Ela se pôs a dizer versos. Versos pobres, mas de coração. Geremias olhou-a bem dentro dos olhos e se encabulou.

Geremias recordou que já fazia tempo que não admirava alguém bem dentro dos olhos. Arrepiou-se e corou.

Não pode deixar de ir folheando na sua mente, como essa vida levada sempre nas pressas transforma tantas coisas bonitas em bobagens: vira bobagem dar um abraço forte, vira hábito dar um beijo, vira comum tomar café da manhã, vira monótono ter que levar a namorada para ir ao cinema. Tudo vai virando hábito que logo aprendemos a confundi-lo com chato, e mais rapidamente pode se tornar o fim dos fins.

Em certa altura da conversa ela lhe chamou de moço bonito. Aquilo o pescou. Anzol na boca, lambari se debatendo. As mulheres pegam realmente os homens pela boca. Se a exclamação era verdade ou mentira, tinha uma singela expressão e as coisas quando são singelas normalmente são honestas. Mas, mesmo assim perguntou a ela se era verdade? Ela riu como quem se confessava. Já não precisava dizer mais nada. Estava respondido para ele – Era verdade.

Passou o dedo nas sobrancelhas exibindo um charme. É evidente que existe um monólogo instalado em nossas vidas, um eu a prosear comigo mesmo.

Temos algumas expressões viciadas. Quantas vezes teria repetido frases como meu bem, eu te adoro, você é a minha vida, como é bom estar com você, você me faz uma falta, nunca me esqueço de você, minha cara metade. Nunca se deu conta se aquilo estava saindo de dentro para a boca, se já tinha caído em uso comum, se era parte do dicionário vai prontinho assim.

Ela tinha apenas 10 anos e a sinaleira estava prestes a abrir. Geremias teria que avançar, pois a vida não pára. Tudo aquilo poderia ser só uma nova estratégia para amolecer seu coração e fazer com que sacasse uma moeda. Pois bem, ela venceu.
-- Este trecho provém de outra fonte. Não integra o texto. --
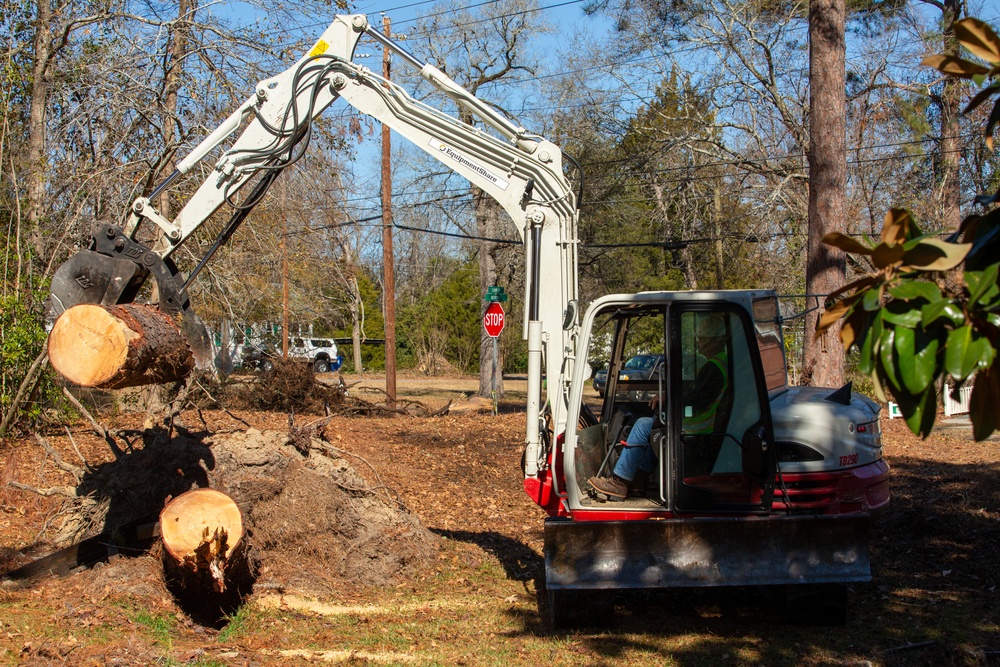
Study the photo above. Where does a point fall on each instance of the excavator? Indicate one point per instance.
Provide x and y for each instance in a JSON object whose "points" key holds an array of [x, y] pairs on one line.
{"points": [[777, 491]]}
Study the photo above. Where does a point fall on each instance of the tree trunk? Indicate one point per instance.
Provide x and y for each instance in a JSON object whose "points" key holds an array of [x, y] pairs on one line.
{"points": [[357, 314], [825, 268], [487, 217], [36, 160], [951, 140], [203, 541], [111, 347]]}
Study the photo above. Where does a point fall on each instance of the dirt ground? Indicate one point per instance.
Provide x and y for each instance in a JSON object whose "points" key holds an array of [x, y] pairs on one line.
{"points": [[460, 579]]}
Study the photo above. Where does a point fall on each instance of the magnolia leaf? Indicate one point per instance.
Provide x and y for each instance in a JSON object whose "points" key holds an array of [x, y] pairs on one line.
{"points": [[853, 329], [886, 255], [966, 351], [981, 283], [984, 404], [918, 356], [887, 359], [991, 123], [896, 226], [922, 412], [872, 299], [902, 314], [979, 38], [985, 198], [909, 290], [846, 243], [959, 67], [943, 308], [936, 255], [869, 345]]}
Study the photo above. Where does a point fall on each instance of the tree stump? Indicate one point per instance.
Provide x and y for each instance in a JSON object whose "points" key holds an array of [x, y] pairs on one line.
{"points": [[203, 539], [112, 347]]}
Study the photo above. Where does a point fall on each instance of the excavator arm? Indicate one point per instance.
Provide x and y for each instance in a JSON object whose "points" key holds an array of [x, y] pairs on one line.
{"points": [[521, 171]]}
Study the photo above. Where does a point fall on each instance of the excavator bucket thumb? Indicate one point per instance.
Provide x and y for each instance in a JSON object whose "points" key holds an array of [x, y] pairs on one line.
{"points": [[90, 277], [113, 270]]}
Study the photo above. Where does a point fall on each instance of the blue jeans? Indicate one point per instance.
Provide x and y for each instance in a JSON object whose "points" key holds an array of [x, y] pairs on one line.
{"points": [[637, 453]]}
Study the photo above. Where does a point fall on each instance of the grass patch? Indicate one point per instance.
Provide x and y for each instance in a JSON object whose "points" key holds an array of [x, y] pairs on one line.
{"points": [[236, 625]]}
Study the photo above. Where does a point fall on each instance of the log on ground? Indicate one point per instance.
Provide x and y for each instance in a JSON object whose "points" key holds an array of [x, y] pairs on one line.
{"points": [[112, 347], [204, 541]]}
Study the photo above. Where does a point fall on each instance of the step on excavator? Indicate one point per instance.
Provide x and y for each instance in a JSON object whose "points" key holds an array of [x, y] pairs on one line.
{"points": [[769, 485]]}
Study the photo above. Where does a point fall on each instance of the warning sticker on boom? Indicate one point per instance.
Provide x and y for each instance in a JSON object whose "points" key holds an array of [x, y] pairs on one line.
{"points": [[468, 163]]}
Pegou a moeda e um pacote de Tostinnes e se tivesse um pouco mais de tempo talvez ainda tivesse feito um agrado em suas bochechas e lhe dado um beijo.

Enquanto sorria ia dizendo pra si mesmo que prestaria atenção nos bilhetinhos de agradecimento, ia perder mais tempo comprando bombons, ia perceber mais no batom que mudou ou o batom que não foi usado. No próximo bom dia para o vizinho ia esperar a resposta e ia confirmar a resposta. Ia querer saber como está aquele seu afiliado que nunca mais ligou e no ano que passou nem mesmo tinha levado se quer um presente de Dia Das Crianças. Em relação ao bebê dá amiga que tinha nascido e que tinha colocado várias outras coisas como mais importantes na frente, agora tinha se tornado uma prioridade.

Ele estava sensível e não queria deixar ela para trás. Provavelmente nunca mais iam se ver, mas ela continuaria ali enquanto ele pudesse ir fazendo diferente os dias que nunca são iguais.